Inspirada pelo irmão Philip, um atleta inglês de alto rendimento que competiu em campeonatos mundiais de judo, Prisca decidiu imitá-lo depois de ter tentado a sua sorte na ginástica e o contacto com o tatami despertou nela um fogo competitivo que, anos mais tarde e sem que ninguém o pudesse imaginar na altura, traria alegria a um país de mais de 120 milhões de pessoas que celebra, aos poucos, os triunfos desportivos dos seus atletas.
Silenciosamente e com grande dedicação, Prisca competiu sob a bandeira mexicana e, apesar de ter conquistado um bronze nos Jogos Pan-Americanos de Santiago 2023, o seu desempenho não causou qualquer ruído. Tanto assim é que, nas previsões conservadoras - e realistas - das autoridades desportivas mexicanas para Paris 2024, onde se previa um número de medalhas que se podia contar pelos dedos de uma mão, ninguém a tinha na mira.

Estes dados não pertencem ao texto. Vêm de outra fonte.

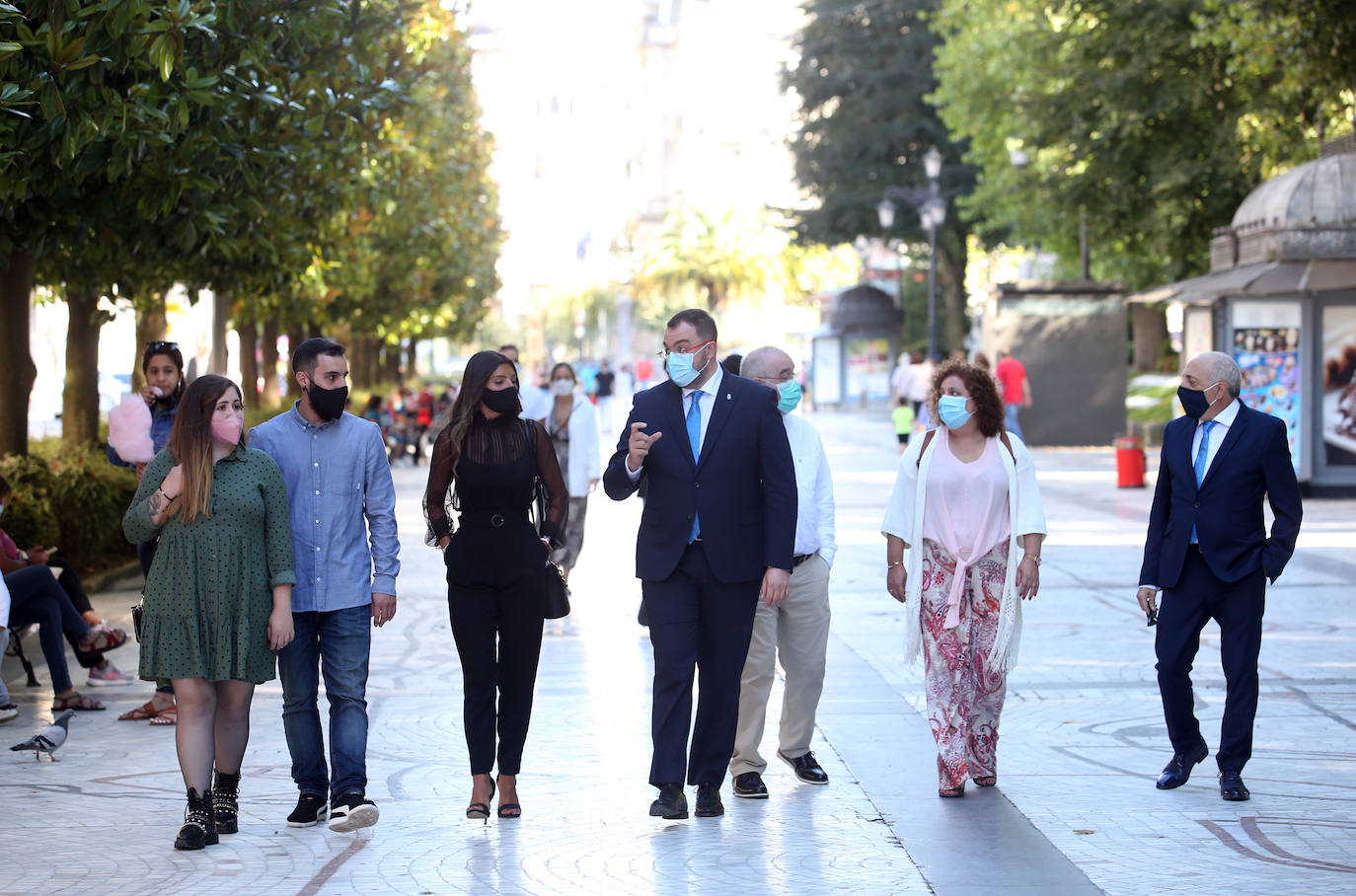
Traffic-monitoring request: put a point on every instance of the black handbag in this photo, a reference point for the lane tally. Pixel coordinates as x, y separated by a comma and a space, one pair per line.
558, 592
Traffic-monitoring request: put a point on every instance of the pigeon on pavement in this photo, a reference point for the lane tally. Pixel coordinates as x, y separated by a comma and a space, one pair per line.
47, 739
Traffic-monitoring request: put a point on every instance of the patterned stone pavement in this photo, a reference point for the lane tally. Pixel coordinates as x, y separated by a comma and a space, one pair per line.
1076, 809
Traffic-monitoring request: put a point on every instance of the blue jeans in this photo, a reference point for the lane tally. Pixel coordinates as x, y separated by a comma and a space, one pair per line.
337, 642
1011, 421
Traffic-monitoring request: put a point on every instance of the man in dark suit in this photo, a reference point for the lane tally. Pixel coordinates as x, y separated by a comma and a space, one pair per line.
716, 532
1207, 551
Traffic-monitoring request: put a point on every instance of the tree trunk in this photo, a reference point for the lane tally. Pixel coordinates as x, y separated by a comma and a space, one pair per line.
1149, 327
268, 363
80, 396
296, 335
950, 282
17, 370
220, 358
249, 333
151, 327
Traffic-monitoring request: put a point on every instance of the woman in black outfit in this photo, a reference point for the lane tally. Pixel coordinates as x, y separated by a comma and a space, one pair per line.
485, 465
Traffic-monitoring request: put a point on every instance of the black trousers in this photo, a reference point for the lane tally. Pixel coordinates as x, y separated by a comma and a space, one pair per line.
496, 598
697, 623
1237, 606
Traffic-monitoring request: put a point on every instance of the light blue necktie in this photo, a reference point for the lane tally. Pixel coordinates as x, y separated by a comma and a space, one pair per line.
1202, 456
695, 439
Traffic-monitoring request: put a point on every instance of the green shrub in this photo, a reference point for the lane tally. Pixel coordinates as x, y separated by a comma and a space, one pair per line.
69, 497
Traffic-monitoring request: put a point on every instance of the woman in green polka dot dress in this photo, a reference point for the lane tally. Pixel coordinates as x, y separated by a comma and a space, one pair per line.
218, 594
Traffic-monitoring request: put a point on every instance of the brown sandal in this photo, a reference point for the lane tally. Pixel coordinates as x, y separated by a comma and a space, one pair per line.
76, 701
140, 713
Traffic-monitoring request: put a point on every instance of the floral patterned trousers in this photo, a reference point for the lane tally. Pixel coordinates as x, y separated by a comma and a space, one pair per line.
964, 695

E, longe de pensar que se tratava de uma ofensa à carreira da atleta, essas previsões oficiais tinham uma certa lógica baseada em números frios: Prisca foi 17.ª em Tóquio-2020 e chegou a Paris 2024 como 18.ª no ranking mundial da sua categoria. Era um disparate pensar que ela poderia disputar uma medalha olímpica.
Sem expectativas
A falta de expectativas em relação a Prisca era tal que a mãe e o irmão não tiveram um lugar privilegiado nas bancadas durante a sua participação em Paris-2024, como aconteceu com outros atletas de topo. E a surpreendente meia-final da filha contra a eslovena Andreja Leški foi vista por Lola no ecrã de um telemóvel, num restaurante perto do local do evento.

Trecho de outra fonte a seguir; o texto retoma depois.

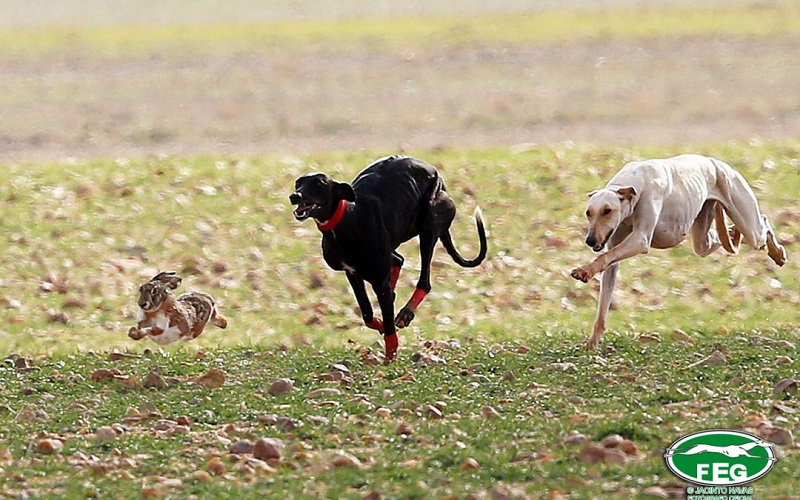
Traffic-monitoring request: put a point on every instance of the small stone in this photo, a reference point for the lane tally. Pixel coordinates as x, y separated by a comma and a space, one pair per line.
611, 441
489, 412
433, 412
164, 425
470, 464
49, 446
216, 467
104, 374
404, 429
592, 454
105, 433
576, 438
214, 379
280, 386
267, 448
346, 460
787, 386
324, 392
242, 447
154, 381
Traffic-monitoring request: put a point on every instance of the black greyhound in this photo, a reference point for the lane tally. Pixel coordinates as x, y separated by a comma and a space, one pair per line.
391, 201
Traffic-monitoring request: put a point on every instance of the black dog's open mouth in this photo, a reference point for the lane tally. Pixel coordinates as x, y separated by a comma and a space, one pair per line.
303, 210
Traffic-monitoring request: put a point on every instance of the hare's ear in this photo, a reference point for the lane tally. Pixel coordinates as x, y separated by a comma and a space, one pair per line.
169, 278
343, 191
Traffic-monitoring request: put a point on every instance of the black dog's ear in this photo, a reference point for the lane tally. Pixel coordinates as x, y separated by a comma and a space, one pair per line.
343, 191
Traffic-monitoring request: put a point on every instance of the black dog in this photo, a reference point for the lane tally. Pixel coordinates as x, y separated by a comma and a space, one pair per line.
391, 201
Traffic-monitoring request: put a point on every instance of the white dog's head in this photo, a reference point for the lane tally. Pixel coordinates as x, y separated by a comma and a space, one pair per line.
606, 210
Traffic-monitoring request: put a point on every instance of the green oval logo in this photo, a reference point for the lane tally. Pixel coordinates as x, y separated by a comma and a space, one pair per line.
720, 457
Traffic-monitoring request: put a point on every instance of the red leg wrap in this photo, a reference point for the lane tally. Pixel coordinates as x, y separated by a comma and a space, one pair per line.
416, 298
394, 276
391, 343
375, 324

Mas o que escapa aos números frios do ranking mundial é o que Prisca descobriu no México: um sentimento de pertença que semeou em criança e que neste verão parisiense teve o ponto de ebulição que a sua história merecia.
Para sempre, nas resenhas históricas das poucas façanhas mexicanas nos Jogos Olímpicos, ficará o triunfo explosivo nos oitavos de final da competição frente à polaca Angelika Szymańska, quarta do mundo, mas sobretudo a sua memorável prestação nas meias-finais.
Enquanto Lola estava num restaurante próximo, com os nervos à flor da pele enquanto olhava para um ecrã, Prisca enfrentou a croata Katarina Kristo e, em apenas 35 segundos de sparring com um inesquecível ippon direto, conquistou uma vitória retumbante que fez a sua mãe e o seu irmão saltarem de alegria, bem como milhões de mexicanos que ficaram viciados no seu feito.
Nessa altura, o nome de Prisca tinha-se tornado viral nas redes sociais e estava na boca de todo o país. A confirmação de que ela seria medalhista de prata ou de ouro levou as autoridades mexicanas a correrem para a sede do judo para assistirem ao combate final. Entretanto, os meios de comunicação social do país começaram a partilhar a sua história multicultural e de luta livre.
Embora a derrota na final para a eslovena Andreja Leski tenha sido um momento de deceção, a medalha de prata - a primeira do México na modalidade - foi a recompensa por uma jornada que vale a pena ser contada e que ainda tem um longo caminho a percorrer. O treinador, Jorge Luis Atencio Ramírez, já avisou que o seu futuro é brilhante. "A minha vida está a mudar, assim como a do judo mexicano. É a conquista da seleção nacional, dos meus colegas de equipa, dos meus treinadores, da minha família, que estiveram comigo hoje. Sem eles, nada teria sido possível", afirmou.
Na quinta-feira, 1 de agosto, Prisca regressou ao México. No aeroporto da capital, uma multidão saudou-a com carinho e os tradicionais aplausos mexicanos. Um sorriso tímido surgiu no rosto da atleta, que atendeu educadamente os meios de comunicação presentes e partiu para o insuportável trânsito da Cidade do México, mas com a esperança de em breve estar na sua taqueria preferida em León, onde já espera por três chouriços com tudo.